After all, not everyone is good at choosing just the right gift for the right person.  Likewise, not everyone has an unlimited holiday gift giving budget.  Even though you may receive something you don’t want or feel you don’t have a need for the person giving the gift may have put effort into choosing it and may even have been excited about giving it to you. 
When you receive a clothing item as a holiday gift that is not your taste and you know that the person who gave you the item will expect to see you wearing it, you can either say the article is not the right size or doesn’t really match anything you own or in the case of “special occasion” garments you can say you would probably never get a chance to wear it and ask the person if you can exchange the item for something in a different color or size.  This way the person knows you appreciated the gift and are sorry you can’t use it.

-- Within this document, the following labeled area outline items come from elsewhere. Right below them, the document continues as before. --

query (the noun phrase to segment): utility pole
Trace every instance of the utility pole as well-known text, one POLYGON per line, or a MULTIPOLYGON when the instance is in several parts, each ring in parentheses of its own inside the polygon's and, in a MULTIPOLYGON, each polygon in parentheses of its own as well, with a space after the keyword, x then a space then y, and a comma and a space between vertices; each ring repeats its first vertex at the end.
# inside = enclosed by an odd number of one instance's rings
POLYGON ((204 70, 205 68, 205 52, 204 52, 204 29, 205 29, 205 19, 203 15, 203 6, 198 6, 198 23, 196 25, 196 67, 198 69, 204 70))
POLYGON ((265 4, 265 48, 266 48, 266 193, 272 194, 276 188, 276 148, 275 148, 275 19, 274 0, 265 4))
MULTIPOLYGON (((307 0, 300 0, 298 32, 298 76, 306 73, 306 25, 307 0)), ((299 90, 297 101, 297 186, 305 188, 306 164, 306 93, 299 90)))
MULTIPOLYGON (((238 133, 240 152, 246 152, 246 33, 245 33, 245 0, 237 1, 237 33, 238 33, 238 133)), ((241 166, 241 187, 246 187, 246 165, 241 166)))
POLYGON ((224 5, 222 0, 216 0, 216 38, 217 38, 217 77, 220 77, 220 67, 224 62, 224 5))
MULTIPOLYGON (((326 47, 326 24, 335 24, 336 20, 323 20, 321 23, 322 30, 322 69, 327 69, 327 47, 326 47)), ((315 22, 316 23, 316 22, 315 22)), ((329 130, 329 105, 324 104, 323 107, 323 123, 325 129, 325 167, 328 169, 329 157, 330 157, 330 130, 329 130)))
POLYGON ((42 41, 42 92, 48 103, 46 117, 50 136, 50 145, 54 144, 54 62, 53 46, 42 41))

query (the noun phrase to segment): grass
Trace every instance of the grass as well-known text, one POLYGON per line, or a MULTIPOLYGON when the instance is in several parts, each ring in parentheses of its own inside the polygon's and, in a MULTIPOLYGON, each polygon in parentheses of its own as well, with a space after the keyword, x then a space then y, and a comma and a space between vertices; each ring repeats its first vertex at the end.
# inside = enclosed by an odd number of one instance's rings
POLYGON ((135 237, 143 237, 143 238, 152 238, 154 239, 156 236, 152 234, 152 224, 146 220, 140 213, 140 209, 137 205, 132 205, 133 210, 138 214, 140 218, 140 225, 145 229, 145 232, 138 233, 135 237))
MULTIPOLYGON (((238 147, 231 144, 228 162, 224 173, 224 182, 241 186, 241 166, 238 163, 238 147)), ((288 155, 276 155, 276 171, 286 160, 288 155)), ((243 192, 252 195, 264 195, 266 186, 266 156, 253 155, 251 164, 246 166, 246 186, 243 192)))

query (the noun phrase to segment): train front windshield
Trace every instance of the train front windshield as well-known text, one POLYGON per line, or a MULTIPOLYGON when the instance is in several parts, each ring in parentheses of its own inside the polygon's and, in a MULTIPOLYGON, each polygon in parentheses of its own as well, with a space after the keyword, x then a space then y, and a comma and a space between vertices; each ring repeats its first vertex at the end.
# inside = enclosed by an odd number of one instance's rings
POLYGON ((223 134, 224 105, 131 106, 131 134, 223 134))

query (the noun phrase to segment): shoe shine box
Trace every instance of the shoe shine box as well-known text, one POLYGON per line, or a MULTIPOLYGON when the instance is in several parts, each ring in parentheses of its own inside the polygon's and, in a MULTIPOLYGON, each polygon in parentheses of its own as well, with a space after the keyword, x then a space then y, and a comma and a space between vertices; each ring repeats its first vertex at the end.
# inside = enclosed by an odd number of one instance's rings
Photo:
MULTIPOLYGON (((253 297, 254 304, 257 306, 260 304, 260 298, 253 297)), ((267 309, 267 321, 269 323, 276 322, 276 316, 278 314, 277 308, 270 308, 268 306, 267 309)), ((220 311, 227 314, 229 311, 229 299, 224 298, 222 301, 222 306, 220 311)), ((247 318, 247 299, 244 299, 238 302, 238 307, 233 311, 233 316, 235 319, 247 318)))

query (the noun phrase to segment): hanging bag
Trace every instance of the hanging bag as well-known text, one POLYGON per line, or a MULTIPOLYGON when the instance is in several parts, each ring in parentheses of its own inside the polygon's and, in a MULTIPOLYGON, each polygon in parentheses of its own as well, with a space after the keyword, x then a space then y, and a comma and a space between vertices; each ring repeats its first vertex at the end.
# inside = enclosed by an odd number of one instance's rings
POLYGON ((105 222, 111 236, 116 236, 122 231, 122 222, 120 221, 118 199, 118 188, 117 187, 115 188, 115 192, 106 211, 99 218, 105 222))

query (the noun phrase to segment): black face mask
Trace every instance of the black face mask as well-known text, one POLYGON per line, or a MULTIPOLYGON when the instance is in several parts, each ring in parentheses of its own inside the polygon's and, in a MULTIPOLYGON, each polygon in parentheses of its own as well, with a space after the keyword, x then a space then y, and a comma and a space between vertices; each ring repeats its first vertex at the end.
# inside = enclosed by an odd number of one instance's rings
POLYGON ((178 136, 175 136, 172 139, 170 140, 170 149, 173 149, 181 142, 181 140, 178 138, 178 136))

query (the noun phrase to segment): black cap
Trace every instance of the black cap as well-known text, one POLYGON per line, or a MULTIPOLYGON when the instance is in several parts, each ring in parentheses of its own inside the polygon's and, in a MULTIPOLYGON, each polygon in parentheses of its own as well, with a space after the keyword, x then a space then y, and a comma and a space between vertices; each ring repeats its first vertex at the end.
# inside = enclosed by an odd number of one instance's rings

The same holds true for jewelry.  Perhaps you have a coworker who loves big, chunky jewelry but you are more on the conservative side.  Thank her for the item, perhaps wear it to work once and then set it aside. After the holidays have passed, if you have another friend or a sister who likes something in that style pass it on to them and if the coworker asks about the item you can say you loaned it out or gave to someone who really needed it.
In the case of little knick knacks and figurines and things that are not functional that you may see as more clutter for collecting dust in your life, it is still in good taste to thank someone for thinking of you at the holidays, even though you have no use for what they have given you.  Perhaps you know someone else who collects items like the one you were given whom you can pass it along to after the season is over.
If you have received a piece of original art that “doesn’t fit your d├ęcor” or is something you just can not live with, find out who the artist is and see if you can possibly exchange the piece.  If the artist is the person who has given you the gift, unless the piece is completely unseemly try to find a place for it even if only temporarily.  You can always move it later or try to swap it out for something else that you like better.
When it comes to items such as music CDs, DVDs, and books you may not be interested in them when you receive them but after some time after the holidays if you give them a chance you may find these items to be not so bad after all.  If several months have passed and you still don’t have interest in the item you can always donate it or simply give it to someone else.
In those rare instances where you have received a gift that was not thoughtful such as an XXL sweater when you are a size 5 or a tin of fudge when everyone knows you are diabetic or on a diet, accept with grace, try to find a positive comment about the item itself and then give the item away to someone else who can use it.  The holidays are about giving so in that spirit, when you receive something that you absolutely can not use, it is perfectly acceptable to pass it along to someone who can. 
It is never appropriate to react negatively or show anger towards the gift giver.  Before deciding what to do with the unwanted holiday gift take a moment and ask yourself how you would feel if a gift you had given were haphazardly discarded.  A little compassion for the other person’s perspective can go a long way keeping your heart open in the spirit of the season.
Receiving and opening holiday gifts can be just as exciting of an experience in the adult years as it was during childhood and it can be just as disappointing to open a gift and see something you don’t really like or want as it was in your youth.  But even when you are disappointed it is important to keep your composure and thank the person for the gift.